I casi sono tanti, la maggior parte  di questi non sono noti al pubblico, ma tra i casi più famosi c’è stato il delitto dell’Olgiata, il delitto di Avetrana (solo in una prima fase), l’omicidio di Melania Rea, di Pamela Mastropietro, di Noemi Durini e molti altri. Ognuna di loro è nel mio cuore e ognuna delle famiglie delle vittime ha per me un legame di amicizia indissolubile. Si crea, nel corso delle attività un rapporto speciale, che diviene indissolubile.

Anche quando si viene nominati per un indagato le attività sono molto coinvolgenti. Ogni consulente professionista sa come deve comportarsi e sa che deve individuare ogni dettaglio che possa chiarire la posizione del cliente, senza però inventare o forzare la mano. Ognuno ha diritto alla migliore difesa possibile, ma il consulente deve mantenere la posizione di correttezza, comunicando solo ciò che è reale. Non è facile, le pressioni a volte sono molte, ma si impara con il tempo come far capire a chi ci incarica la proprio atteggiamento professionale.

A che livello è la formazione in Italia per il tuo settore? Quale percorso formativo per chi vuole intraprendere questo lavoro nelle scienze forensi?

La formazione ha parecchie criticità. C’è tantissima offerta di corsi, alcuni estremamente validi, altri tenuti da persone senza esperienza che leggono qualche documento online e si dichiarano esperti.
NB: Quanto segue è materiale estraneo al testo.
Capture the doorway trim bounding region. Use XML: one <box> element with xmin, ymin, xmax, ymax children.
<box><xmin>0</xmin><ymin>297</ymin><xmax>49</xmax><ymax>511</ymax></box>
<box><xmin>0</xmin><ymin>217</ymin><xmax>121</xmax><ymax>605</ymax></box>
Bisogna quindi stare molto attenti e seguire corsi universitari o corsi di comprovata serietà, e credimi, non sono molti…

È quindi utile controllare i curricula dei docenti, e anche che esperienza (vera!) possono vantare.

A che punto è la ricerca circa la possibilità di individuare caratteristiche genetiche criminogene nell’essere umano?

A buon punto, già si riescono ad individuare alcune caratteristiche somatiche, come il colore degli occhi e il colore dei capelli, inoltre si riesce ad individuare l’etnia di un individuo. Al momento non è ancora completamente utilizzato ed utilizzabile, ma questo approccio analitico tra pochi anni sarà certamente importantissimo e  si riusciranno ad avere molte più informazioni, ricostruendo l’identikit biologico che aiuterà a scoprire caratteristiche somatiche dell’individuo, a prescindere dalla necessità di comparare con qualcuno il profilo ottenuto dal reperto.